The brewing conflict between President Trump and the state of California has captured headlines. The nation’s chief executive threatened to “defund”  the Golden State, while California politicos promise an ongoing legal insurrection against the administration.

Partially defunding high-speed rail or the increasingly speech-hostile University of California system are excellent political talking points for the Trump administration. However, both pale in comparison to the impact you would see if the federal government compelled California to pay its fair share of earthquake risk.

Unlike homes situated in areas of high flood risk, underwriting guidelines for the government-sponsored entities Fannie Mae and Freddie Mac do not require insurance to cover earthquake risk. In fact, earthquake is just about the only major peril—fire, windstorm, hail, smoke, explosions, theft, vandalism, civil commotion and riots—for which banks and the GSEs don’t require insurance.


This is a problem and a particularly acute one in California, the state that faces by far the largest preponderance of earthquake risk. Only 10 percent of Californians actually buy earthquake insurance, even though all of the state’s major population centers face significant risk. That fact alone might not be a problem if California policymakers were willing to make homeowners face the consequences of their recklessness, but they aren’t.

California is a borrower-friendly “nonrecourse” state, which means that when a mortgage borrower defaults, all the lender is entitled to recover is the property itself. That’s even true in the event an earthquake strikes an uninsured home. A California homeowner’s incentive is simply to walk away from the obligation. No matter how many hundreds of thousands of dollars might be outstanding on the loan, the lender could be left to foreclose on nothing more than a pile of rubble.

When the “big one” that every Californian knows to expect finally strikes, the rest of the nation will be on the hook for an avalanche of defaults. In a matter of seconds, tens of thousands of mortgages held by Fannie and Freddie could see their collateral destroyed. The GSEs, whose obligations are backed by American taxpayers, will have little recourse to regain their investments.

It’s therefore fair to say that Fannie and Freddie are implicitly insuring for free the homes of Californians who refuse to buy earthquake coverage for themselves. The scale of the earthquake subsidy to California is massive. Insurance broker Aon Benfield estimated in an August 2011 report to the Federal Reserve Bank of Atlanta that U.S. taxpayers currently are providing a $100 billion subsidy to the GSEs for the cost of their earthquake risk, about half of which can be attributed to California.

So long as Californians continue to lack any practical incentive to buy earthquake insurance, they will continue to pursue the risky development practices and public-policy decisions that have led to the current state of affairs. More disconcerting still, a major earthquake in California presents a real risk of triggering a shock to the nation’s entire financial system.

If there were ever an area worthy of a federal effort to check California, it would be to curtail its reckless willingness to unload its earthquake risk onto the other states. But what can be done?

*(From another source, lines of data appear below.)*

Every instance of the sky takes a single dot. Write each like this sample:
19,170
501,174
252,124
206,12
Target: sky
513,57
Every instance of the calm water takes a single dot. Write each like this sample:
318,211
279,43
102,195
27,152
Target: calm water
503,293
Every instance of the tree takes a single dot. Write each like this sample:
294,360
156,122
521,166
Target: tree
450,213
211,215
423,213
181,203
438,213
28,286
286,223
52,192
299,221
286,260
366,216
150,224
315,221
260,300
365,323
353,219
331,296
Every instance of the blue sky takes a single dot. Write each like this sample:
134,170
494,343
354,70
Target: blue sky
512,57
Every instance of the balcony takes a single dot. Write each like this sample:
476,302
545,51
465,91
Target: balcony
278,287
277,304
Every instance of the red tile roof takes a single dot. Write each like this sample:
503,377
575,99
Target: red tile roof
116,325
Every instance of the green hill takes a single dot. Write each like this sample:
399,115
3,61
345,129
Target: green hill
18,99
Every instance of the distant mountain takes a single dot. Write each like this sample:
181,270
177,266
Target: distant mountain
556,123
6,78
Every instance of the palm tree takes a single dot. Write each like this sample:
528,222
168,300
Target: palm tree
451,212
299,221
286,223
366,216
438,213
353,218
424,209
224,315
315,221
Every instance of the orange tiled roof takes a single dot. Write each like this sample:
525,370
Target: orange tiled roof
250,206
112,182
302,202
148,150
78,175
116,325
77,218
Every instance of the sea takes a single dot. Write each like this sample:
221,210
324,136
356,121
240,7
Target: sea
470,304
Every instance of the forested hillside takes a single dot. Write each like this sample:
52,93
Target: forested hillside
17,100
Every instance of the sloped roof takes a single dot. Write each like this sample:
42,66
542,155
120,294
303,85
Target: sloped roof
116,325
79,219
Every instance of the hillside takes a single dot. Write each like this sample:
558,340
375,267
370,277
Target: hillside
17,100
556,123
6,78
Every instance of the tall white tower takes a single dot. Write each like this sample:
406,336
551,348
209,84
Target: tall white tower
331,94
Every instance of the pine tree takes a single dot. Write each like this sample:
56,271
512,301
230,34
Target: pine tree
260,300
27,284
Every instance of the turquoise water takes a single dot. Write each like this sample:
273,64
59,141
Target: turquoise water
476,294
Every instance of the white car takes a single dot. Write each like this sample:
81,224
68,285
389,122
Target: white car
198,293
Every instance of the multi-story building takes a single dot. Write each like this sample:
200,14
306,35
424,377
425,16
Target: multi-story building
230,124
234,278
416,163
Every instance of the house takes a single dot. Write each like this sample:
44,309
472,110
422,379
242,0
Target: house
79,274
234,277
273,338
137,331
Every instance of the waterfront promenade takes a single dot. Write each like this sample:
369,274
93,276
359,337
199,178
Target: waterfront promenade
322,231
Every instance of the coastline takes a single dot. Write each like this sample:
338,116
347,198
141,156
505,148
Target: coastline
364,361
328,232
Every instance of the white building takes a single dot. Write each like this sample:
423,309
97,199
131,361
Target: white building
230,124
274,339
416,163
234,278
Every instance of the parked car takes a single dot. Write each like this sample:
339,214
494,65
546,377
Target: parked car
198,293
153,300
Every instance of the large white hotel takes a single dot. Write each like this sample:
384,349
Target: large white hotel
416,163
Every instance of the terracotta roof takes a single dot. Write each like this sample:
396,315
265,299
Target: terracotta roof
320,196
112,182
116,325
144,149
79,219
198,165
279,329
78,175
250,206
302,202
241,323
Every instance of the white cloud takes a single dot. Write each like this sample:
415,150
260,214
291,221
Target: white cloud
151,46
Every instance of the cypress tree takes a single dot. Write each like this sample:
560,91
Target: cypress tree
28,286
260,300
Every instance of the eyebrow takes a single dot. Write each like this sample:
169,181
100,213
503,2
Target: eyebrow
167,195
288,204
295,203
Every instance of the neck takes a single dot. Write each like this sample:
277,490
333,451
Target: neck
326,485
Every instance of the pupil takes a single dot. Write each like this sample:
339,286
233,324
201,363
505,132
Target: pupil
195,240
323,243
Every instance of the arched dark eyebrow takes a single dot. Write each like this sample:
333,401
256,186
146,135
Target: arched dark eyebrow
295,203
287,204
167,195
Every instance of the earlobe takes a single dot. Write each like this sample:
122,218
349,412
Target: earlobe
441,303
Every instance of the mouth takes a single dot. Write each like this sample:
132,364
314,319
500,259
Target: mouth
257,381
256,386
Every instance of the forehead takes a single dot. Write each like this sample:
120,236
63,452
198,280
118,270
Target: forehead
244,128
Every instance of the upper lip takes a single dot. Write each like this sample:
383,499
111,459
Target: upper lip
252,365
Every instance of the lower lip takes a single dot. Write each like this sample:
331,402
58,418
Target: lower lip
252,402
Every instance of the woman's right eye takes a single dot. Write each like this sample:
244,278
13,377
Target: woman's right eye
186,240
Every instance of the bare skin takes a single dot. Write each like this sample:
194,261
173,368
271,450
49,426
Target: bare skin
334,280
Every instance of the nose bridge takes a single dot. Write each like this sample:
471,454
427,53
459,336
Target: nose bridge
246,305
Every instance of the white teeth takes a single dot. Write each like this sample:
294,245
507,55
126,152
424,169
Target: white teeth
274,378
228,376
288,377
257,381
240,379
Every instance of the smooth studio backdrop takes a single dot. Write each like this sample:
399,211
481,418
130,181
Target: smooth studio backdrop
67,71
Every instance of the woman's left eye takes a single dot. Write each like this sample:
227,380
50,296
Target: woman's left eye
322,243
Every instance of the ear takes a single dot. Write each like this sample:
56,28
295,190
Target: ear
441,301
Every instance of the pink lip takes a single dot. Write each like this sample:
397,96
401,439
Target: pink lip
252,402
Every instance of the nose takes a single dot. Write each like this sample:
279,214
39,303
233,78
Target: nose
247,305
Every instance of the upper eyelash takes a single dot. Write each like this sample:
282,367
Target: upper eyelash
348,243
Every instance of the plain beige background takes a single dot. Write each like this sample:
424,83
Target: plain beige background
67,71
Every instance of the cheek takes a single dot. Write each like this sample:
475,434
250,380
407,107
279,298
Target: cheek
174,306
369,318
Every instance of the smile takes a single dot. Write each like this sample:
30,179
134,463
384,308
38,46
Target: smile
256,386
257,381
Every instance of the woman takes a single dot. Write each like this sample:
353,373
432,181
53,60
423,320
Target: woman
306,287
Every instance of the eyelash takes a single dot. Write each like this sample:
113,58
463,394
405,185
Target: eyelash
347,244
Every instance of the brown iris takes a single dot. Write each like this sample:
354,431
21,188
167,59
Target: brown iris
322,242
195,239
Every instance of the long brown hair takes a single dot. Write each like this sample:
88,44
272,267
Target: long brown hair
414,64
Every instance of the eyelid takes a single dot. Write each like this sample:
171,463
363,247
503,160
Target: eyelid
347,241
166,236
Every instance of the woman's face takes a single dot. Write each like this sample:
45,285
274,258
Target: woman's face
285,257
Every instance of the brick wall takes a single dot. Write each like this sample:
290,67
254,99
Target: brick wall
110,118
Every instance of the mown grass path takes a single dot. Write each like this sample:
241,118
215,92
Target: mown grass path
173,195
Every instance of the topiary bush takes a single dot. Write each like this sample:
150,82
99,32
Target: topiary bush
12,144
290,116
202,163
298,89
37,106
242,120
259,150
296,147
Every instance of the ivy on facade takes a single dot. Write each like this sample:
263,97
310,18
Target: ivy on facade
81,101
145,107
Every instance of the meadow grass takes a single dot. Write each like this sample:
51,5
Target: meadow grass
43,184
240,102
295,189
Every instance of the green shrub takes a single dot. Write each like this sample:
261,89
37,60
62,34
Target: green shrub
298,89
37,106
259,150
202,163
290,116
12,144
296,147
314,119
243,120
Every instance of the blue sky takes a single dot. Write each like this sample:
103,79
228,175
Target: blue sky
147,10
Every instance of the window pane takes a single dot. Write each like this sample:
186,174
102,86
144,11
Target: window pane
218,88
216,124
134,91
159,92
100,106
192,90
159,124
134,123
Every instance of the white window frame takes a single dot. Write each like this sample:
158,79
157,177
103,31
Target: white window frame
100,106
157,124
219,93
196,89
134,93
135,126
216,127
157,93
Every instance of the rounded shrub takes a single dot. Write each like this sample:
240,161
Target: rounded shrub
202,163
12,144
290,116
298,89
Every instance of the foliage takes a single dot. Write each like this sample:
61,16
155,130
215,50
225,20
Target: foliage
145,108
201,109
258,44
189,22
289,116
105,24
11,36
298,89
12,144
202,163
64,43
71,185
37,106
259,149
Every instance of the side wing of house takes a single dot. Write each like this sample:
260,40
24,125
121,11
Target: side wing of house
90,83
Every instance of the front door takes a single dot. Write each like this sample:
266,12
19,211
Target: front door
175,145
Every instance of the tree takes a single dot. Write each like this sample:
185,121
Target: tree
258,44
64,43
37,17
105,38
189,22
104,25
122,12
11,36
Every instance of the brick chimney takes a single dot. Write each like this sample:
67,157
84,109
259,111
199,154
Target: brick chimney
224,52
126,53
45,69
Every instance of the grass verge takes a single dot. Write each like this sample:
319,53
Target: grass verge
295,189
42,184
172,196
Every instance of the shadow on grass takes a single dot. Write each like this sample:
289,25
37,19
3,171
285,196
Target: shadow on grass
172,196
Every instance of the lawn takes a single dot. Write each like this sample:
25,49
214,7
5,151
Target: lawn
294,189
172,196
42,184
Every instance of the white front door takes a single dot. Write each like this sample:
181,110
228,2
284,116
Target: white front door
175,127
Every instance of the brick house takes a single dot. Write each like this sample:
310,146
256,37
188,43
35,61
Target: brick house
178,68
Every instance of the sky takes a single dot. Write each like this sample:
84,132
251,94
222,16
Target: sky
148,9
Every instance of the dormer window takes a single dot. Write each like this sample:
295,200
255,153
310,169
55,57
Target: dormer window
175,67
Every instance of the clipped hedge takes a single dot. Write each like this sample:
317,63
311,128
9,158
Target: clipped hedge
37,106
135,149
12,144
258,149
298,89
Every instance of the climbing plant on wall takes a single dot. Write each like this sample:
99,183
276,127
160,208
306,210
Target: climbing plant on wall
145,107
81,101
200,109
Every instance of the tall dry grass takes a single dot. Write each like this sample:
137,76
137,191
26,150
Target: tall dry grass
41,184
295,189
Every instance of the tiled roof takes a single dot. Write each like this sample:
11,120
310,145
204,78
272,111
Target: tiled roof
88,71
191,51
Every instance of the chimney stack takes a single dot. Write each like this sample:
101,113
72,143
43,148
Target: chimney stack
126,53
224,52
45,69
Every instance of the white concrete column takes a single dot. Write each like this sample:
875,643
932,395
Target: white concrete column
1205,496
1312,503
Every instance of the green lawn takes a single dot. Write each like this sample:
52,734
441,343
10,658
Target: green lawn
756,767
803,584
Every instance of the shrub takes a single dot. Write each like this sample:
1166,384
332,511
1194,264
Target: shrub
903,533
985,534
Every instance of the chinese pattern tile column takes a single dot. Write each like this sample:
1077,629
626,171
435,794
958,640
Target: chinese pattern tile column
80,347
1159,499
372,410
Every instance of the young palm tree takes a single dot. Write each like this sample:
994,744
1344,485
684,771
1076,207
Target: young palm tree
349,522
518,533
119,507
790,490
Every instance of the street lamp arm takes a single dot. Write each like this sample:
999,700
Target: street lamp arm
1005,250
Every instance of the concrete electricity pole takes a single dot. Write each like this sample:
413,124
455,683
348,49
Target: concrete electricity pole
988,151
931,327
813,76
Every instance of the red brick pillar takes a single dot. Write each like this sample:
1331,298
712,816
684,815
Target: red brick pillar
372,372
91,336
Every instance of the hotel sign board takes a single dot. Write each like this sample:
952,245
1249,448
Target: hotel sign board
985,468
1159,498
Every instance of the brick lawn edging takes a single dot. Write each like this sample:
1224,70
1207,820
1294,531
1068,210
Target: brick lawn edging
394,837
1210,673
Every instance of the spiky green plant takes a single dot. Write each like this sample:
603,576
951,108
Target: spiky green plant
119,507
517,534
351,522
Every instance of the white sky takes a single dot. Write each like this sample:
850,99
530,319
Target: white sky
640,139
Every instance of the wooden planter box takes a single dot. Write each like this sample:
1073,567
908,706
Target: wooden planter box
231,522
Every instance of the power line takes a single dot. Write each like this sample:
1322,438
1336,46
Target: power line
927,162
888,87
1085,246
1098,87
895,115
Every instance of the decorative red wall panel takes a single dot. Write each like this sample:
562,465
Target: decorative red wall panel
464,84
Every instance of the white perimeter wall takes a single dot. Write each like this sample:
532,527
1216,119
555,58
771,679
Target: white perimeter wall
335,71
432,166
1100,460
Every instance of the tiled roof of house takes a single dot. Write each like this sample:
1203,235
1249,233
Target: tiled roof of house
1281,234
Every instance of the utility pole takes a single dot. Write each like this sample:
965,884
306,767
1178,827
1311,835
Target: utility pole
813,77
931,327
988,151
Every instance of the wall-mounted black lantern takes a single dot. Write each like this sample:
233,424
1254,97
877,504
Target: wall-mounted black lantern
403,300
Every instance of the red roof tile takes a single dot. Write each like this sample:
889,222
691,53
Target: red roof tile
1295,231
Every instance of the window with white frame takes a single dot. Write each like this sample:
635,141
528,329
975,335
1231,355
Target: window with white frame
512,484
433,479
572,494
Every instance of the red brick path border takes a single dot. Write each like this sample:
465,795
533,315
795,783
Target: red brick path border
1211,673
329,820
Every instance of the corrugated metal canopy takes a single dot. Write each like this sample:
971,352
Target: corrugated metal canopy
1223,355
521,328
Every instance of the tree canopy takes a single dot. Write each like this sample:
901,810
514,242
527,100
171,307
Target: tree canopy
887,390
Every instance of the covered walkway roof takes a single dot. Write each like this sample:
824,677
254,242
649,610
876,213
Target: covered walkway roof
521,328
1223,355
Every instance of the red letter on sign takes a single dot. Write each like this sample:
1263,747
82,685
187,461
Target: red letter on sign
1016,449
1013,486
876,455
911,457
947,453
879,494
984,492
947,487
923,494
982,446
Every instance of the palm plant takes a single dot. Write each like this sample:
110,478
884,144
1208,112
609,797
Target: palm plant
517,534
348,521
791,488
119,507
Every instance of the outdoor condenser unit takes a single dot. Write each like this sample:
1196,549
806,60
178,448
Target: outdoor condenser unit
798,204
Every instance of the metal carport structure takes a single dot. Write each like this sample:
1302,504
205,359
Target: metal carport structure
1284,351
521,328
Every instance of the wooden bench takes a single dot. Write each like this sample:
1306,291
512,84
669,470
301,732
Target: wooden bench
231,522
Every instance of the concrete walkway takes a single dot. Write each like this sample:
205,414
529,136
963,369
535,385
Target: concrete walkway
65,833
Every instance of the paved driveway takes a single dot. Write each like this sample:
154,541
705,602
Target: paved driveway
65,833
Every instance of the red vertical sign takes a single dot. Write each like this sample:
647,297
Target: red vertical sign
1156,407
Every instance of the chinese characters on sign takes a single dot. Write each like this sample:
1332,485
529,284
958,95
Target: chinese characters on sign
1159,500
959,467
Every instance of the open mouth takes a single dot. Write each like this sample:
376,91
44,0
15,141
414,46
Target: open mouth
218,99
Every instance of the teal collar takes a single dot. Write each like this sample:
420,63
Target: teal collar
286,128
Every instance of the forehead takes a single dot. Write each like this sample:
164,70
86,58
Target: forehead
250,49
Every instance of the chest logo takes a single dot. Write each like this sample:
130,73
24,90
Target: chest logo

For one, the Federal Housing Finance Agency, the regulator overseeing the GSEs, could propose rules requiring the GSEs to only purchase mortgages that carry earthquake insurance if the underlying property faces significant earthquake risk. Alternatively, the FHFA could order the GSEs to track the uninsured mortgage risk attached to mortgages in their portfolios, and to offer transparent disclosures quantifying for investors how much of that risk is embodied in the underlying collateral of mortgage securities the GSEs bring to market.

In this way, institutional investors like pension funds and foreign governments will be able to quantify their exposure to California earthquake risk and make more educated decisions about what sort of returns to demand on those investments.

President Trump’s twin concerns about “bad deals” and Californians running wild meet squarely in the state’s approach to managing its earthquake risk. It is well past time for the residents of the Golden State to pay for their own risks.